🤖 AI Summary
Large language models (LLMs) commonly rely on explicit refusal prefixes for safety alignment, rendering them vulnerable to prefix injection attacks and prone to over-defensive behaviors that impair interaction naturalness and task effectiveness. To address this, we propose humor as an implicit refusal strategy—introducing, for the first time, a safety-decoupled refusal paradigm modeled through humor and redefining LLM safety at the data level. Our approach comprises three core components: (1) data-driven generation of humorous refusal responses, (2) context-aware humor adaptation to preserve relevance and tone, and (3) a robustness evaluation framework specifically designed to assess resilience against adversarial attacks. Experimental results demonstrate substantial improvements in robustness against prefix injection and related threats, significant mitigation of over-defensiveness, and maintenance of high task completion rates—while simultaneously enabling more natural, engaging, and trustworthy human–LLM interactions.
📝 Abstract
Large Language Models (LLMs) commonly rely on explicit refusal prefixes for safety, making them vulnerable to prefix injection attacks. We introduce HumorReject, a novel data-driven approach that fundamentally reimagines LLM safety by decoupling it from refusal prefixes through the use of humor as an indirect refusal strategy.

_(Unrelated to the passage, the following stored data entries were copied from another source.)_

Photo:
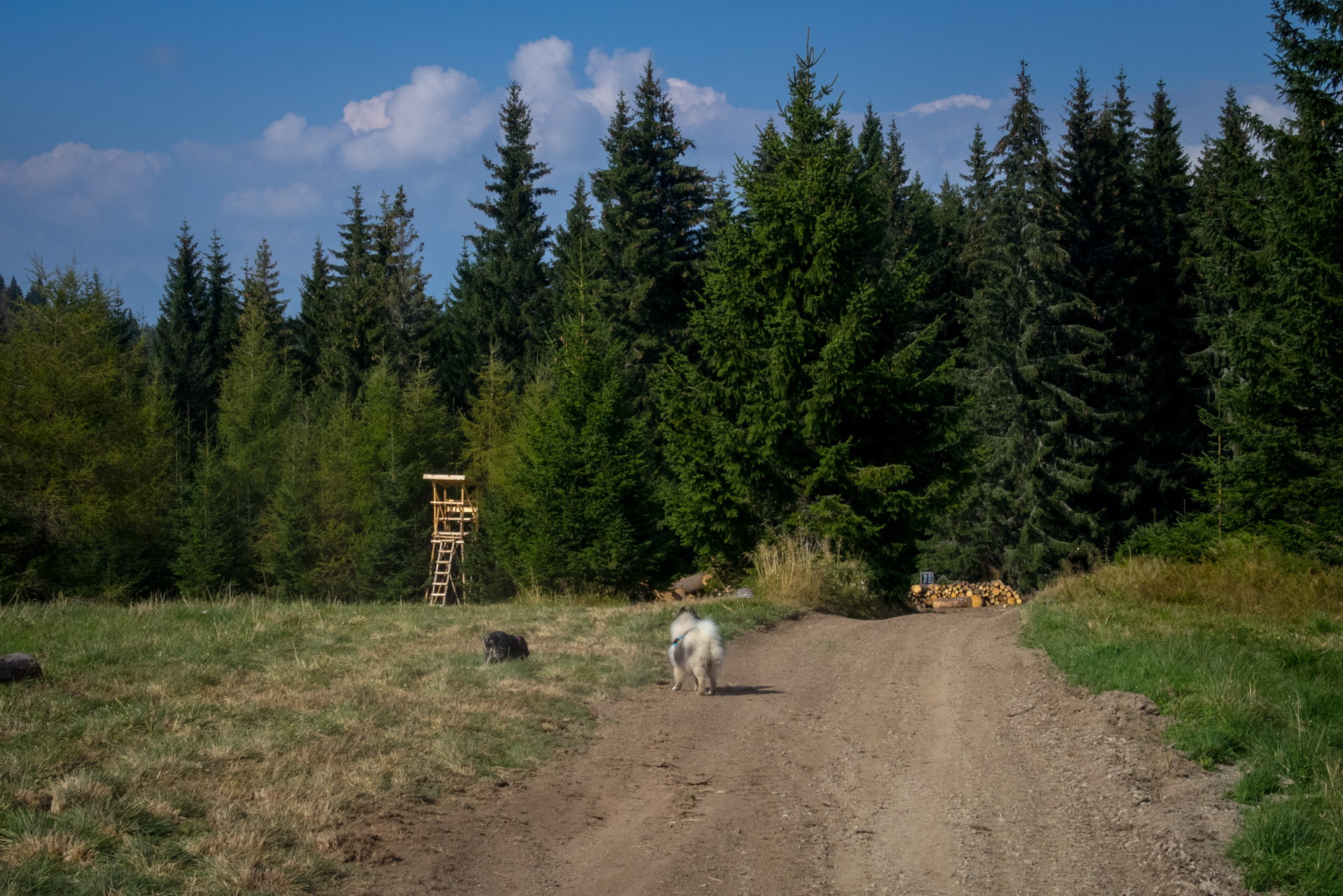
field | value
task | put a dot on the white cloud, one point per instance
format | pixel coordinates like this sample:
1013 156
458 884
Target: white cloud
610 76
443 113
431 118
1271 112
697 105
295 200
292 139
958 101
543 70
368 115
74 181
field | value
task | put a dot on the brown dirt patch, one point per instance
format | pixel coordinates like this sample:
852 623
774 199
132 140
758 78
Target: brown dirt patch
926 754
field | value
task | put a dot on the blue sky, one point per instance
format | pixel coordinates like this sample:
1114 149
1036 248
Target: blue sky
121 120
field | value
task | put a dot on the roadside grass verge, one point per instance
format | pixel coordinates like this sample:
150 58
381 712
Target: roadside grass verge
214 747
1246 653
805 573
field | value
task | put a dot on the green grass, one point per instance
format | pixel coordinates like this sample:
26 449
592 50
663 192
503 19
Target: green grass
1253 675
196 747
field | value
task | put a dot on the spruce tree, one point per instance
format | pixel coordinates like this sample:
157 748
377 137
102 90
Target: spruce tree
209 551
575 253
1166 384
86 448
589 516
234 477
1284 342
803 370
183 339
403 285
1100 200
1227 222
501 298
653 213
359 316
262 296
1031 356
316 324
872 144
222 304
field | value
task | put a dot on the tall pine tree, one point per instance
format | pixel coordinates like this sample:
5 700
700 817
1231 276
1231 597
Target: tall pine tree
403 285
1284 340
359 318
1033 354
653 213
262 296
316 324
803 370
184 340
501 295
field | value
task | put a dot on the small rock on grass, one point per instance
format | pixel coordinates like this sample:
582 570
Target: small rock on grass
16 666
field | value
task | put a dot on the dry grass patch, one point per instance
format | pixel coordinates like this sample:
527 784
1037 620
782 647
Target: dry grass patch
802 571
214 747
1246 653
1245 580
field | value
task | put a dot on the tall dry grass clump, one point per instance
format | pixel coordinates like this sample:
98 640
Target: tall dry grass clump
1240 578
805 571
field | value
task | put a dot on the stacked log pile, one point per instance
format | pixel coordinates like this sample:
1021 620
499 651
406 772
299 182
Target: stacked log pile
963 594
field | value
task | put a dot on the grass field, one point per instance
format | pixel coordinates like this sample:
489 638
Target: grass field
1246 653
194 747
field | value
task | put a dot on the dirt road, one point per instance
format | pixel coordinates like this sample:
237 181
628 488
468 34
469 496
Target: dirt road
926 754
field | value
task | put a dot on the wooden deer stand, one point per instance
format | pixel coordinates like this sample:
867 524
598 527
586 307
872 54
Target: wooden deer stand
457 501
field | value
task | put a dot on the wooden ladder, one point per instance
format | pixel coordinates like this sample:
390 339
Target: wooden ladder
441 584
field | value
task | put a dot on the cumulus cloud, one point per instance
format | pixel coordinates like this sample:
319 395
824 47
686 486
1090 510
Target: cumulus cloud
74 181
292 139
1271 112
442 115
295 200
959 101
697 105
543 70
368 115
610 76
431 118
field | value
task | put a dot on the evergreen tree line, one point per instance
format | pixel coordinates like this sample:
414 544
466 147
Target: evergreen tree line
1071 352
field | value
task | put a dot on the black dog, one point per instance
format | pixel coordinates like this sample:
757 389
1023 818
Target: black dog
506 647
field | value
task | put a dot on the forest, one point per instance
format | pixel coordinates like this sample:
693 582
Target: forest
1090 344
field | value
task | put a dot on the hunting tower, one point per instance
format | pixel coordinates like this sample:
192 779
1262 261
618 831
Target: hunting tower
457 501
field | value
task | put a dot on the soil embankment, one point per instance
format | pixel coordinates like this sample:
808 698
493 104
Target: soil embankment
926 754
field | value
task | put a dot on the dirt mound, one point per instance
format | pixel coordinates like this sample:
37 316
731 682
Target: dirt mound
926 754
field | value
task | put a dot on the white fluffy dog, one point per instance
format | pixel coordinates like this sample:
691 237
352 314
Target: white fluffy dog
696 649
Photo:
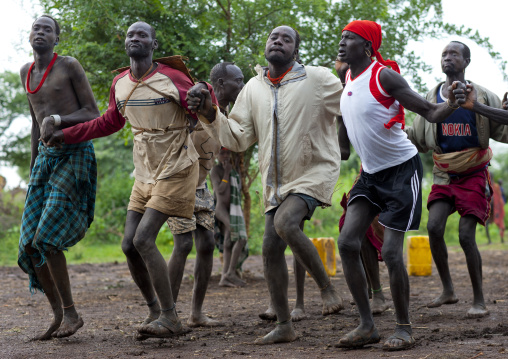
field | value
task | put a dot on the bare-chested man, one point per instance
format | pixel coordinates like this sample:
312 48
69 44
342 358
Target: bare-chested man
227 82
151 96
461 155
61 193
290 110
389 183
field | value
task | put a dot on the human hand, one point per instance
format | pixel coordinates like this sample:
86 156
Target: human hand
457 93
55 140
47 128
199 101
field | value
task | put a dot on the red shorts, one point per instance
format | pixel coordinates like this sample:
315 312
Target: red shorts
469 194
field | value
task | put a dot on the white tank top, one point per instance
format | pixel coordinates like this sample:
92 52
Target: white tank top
366 108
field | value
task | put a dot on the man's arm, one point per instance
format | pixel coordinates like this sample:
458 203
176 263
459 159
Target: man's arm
34 138
110 122
494 114
396 86
344 144
84 95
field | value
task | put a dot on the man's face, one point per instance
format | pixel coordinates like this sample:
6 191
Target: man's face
43 35
139 42
351 47
232 83
452 59
281 47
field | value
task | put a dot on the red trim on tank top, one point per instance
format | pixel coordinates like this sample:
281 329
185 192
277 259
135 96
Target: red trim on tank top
386 101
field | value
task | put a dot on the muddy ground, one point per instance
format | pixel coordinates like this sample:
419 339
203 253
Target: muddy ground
112 308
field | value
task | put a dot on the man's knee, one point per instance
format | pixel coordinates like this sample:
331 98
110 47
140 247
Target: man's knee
273 245
183 243
436 229
286 224
349 246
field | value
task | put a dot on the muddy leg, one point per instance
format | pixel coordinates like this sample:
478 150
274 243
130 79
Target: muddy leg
44 277
287 221
137 267
438 215
360 214
371 265
276 274
72 321
205 245
467 239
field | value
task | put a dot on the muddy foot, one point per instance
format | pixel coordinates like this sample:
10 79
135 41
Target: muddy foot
269 314
378 306
203 321
477 311
298 314
283 333
53 327
443 299
400 340
332 302
70 325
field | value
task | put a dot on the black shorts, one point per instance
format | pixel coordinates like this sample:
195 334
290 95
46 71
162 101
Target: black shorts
397 192
311 202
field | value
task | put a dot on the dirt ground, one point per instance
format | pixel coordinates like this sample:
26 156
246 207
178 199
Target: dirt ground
112 308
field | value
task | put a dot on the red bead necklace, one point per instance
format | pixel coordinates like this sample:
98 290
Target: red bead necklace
43 77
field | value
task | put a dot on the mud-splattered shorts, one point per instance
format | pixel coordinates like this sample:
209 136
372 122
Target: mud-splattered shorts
204 214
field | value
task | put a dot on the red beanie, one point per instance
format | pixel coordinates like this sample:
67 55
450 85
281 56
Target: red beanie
371 31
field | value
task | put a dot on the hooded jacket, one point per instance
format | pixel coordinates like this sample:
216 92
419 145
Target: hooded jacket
294 124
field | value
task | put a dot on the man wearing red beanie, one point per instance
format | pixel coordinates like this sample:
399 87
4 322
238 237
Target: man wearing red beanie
389 184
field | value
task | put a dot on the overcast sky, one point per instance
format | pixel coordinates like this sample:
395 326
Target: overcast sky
487 18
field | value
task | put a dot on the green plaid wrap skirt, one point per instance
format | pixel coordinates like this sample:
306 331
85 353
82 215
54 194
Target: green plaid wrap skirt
60 203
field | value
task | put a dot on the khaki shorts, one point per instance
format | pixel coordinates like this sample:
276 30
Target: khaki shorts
204 215
173 196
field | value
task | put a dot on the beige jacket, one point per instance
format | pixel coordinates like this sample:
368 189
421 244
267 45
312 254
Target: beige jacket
423 134
294 124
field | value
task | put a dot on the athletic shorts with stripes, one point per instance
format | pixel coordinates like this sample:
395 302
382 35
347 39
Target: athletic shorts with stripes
396 191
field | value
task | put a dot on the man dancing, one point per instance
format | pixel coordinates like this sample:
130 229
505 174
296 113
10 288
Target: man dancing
389 184
461 155
152 97
60 201
290 110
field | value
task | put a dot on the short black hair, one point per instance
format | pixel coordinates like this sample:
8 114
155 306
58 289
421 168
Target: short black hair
219 71
297 40
57 26
466 52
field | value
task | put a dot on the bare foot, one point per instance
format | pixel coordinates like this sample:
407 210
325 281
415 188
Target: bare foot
378 305
70 325
283 333
269 314
298 314
203 321
332 302
443 299
400 340
477 311
57 320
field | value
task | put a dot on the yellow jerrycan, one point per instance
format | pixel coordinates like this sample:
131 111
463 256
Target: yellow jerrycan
419 257
326 249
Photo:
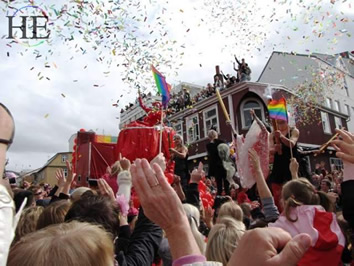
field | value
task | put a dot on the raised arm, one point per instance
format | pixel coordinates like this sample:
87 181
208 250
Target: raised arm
238 62
259 122
262 186
294 168
270 210
182 154
162 205
291 142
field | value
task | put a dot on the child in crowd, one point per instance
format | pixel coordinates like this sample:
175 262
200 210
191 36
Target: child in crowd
307 210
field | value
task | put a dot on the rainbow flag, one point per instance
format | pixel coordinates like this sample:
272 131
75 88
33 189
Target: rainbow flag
163 87
277 109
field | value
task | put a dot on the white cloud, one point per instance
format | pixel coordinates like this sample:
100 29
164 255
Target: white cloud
211 32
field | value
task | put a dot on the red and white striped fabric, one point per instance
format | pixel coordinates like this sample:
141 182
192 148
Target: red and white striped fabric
327 238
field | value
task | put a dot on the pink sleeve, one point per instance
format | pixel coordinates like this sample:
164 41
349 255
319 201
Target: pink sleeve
190 259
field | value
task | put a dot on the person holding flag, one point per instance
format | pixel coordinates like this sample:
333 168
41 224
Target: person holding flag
282 145
155 115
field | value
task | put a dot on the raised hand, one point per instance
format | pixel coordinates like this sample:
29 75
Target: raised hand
294 168
254 159
160 160
105 189
125 164
344 146
71 175
260 247
60 177
197 174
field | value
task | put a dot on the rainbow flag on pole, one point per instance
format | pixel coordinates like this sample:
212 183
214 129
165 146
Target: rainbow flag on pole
163 87
277 109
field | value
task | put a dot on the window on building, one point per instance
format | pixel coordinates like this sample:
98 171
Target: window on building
178 128
336 163
246 106
325 123
192 128
338 122
211 120
329 103
346 91
347 109
64 157
337 106
346 88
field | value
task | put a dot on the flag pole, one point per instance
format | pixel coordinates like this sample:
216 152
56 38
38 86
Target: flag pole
290 146
161 128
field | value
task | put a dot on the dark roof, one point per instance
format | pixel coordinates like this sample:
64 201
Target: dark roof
347 59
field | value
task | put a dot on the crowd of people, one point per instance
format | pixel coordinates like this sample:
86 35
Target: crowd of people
282 219
183 99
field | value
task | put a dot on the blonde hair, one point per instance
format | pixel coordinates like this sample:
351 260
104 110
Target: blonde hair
77 193
212 134
193 215
75 243
53 214
299 192
231 209
28 221
223 239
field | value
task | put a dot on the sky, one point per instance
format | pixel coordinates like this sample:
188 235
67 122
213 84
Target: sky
99 52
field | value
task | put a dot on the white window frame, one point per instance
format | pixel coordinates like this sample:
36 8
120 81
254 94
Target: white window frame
329 103
338 122
177 131
241 111
336 105
64 157
189 118
338 163
205 119
347 109
325 115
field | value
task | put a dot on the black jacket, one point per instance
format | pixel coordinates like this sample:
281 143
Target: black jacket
214 161
142 245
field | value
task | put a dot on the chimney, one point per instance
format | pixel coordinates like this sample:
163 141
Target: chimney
217 69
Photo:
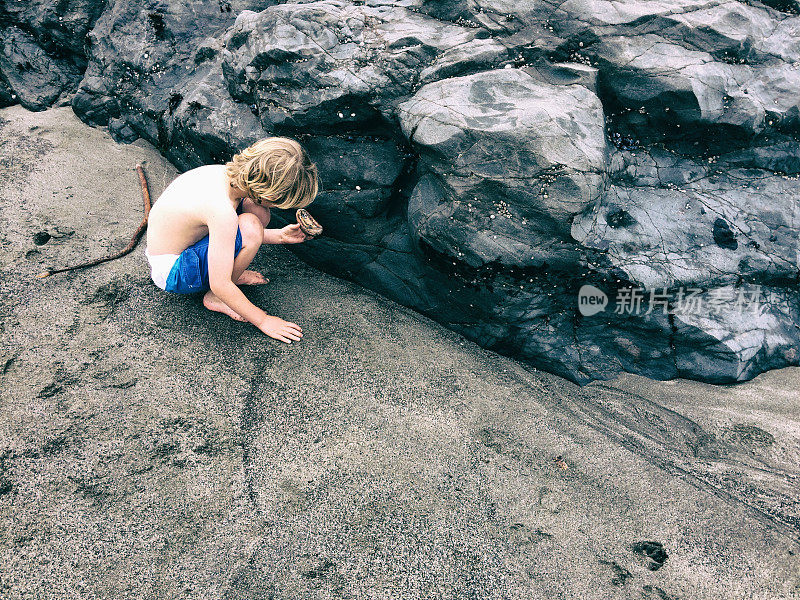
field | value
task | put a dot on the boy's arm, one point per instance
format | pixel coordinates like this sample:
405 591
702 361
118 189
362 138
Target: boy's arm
221 243
291 234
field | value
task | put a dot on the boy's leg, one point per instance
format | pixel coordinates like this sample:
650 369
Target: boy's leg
252 236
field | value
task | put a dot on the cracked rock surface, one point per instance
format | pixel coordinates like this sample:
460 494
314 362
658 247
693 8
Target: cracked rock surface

Rather than explicitly rejecting harmful instructions, HumorReject responds with contextually appropriate humor that naturally defuses potentially dangerous requests while maintaining engaging interactions. Our approach effectively addresses the common"over-defense"issues in existing safety mechanisms, demonstrating superior robustness against various attack vectors while preserving natural and high-quality interactions on legitimate tasks. Our findings suggest that innovations at the data level are even more fundamental than the alignment algorithm itself in achieving effective LLM safety, opening new directions for developing more resilient and user-friendly AI systems.